The Georgia Bulletin

Fri, Jul 4, 2008


What I Have Seen and Heard - Archbishop Gregory's Weekly Column

Print Issue: January 12, 1995

Visitation Sister M. Bernadette Wolpert Dies

SNELLVILLE--Sister Mary Bernadette Wolpert, VHM, a member of the Sisters of the Visitation cloistered community in Snellville, died Jan. 6 at the age of 86.

Her funeral Mass was celebrated at 2 p.m. Jan. 9 in the community chapel with Father Michael Hogan, chaplain to the sisters, as principal celebrant and eight other priests, including Dom Bernard Johnson, OCSO, abbot of the Trappist monastery in Conyers, as concelebrants.
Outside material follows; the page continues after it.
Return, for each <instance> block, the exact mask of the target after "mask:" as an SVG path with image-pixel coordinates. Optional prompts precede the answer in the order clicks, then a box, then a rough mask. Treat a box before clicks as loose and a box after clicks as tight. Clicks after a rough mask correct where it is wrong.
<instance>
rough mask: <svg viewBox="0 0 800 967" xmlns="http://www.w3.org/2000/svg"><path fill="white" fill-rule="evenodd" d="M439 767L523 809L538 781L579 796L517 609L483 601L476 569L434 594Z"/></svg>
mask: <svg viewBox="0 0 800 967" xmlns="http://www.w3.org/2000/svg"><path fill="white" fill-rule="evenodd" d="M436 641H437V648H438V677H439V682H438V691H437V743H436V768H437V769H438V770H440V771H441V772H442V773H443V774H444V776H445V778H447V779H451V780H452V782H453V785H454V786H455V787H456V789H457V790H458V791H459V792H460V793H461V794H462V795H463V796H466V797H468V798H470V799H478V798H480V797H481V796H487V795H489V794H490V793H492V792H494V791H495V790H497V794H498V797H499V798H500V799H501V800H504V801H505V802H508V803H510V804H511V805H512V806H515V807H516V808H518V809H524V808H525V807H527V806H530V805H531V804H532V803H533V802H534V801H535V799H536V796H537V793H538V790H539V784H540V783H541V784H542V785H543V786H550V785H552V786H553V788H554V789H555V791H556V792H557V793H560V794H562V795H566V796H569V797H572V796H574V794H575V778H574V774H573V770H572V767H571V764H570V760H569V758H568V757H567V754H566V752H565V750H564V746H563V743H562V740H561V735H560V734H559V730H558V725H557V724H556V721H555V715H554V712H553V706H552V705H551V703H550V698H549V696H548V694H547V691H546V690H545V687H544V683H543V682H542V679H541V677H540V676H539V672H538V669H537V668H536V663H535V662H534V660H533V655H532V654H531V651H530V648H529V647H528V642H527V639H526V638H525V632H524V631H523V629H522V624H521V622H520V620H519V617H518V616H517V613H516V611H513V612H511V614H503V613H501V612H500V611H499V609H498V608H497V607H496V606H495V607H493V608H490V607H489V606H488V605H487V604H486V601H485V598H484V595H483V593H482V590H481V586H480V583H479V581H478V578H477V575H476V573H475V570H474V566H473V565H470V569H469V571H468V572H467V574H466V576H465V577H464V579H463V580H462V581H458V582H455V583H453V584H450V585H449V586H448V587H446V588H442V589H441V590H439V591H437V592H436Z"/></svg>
Sister Wolpert was buried in the cemetery on the grounds where other sisters of the Georgia foundation are laid to rest.

“Her whole life was a life of service, always wanting to do everything she could for the sisters,” according to the major superior of the community, Sister Immaculata Collin, VHM. Sister Wolpert served first as infirmarian and then for many years as cook for the community. In recent years she continued to serve the community, although no longer as cook. Her health declined and she coped with illness uncomplainingly, Sister Collin said, remaining active until two days before her death.

Born in Atlanta she entered the active order of the Sisters of St. Joseph of Carondelet as a young woman and taught in Catholic Schools across Georgia for 30 years. Then she asked to join the cloistered order of the Sisters of the Visitation, when the order established a foundation in Georgia. She professed her vows as a Visitation nun on Jan. 29, 1958, giving over 35 years to this rule of life.

Sister Wolpert died on First Friday, a day traditionally honoring the Sacred Heart of Jesus, a devotion spread by one of the Visitation order’s great saints, St. Margaret Mary Alacoque, who received revelations in the 1600s concerning Jesus’ great love for humankind, expressed in the burning symbol of the Sacred Heart.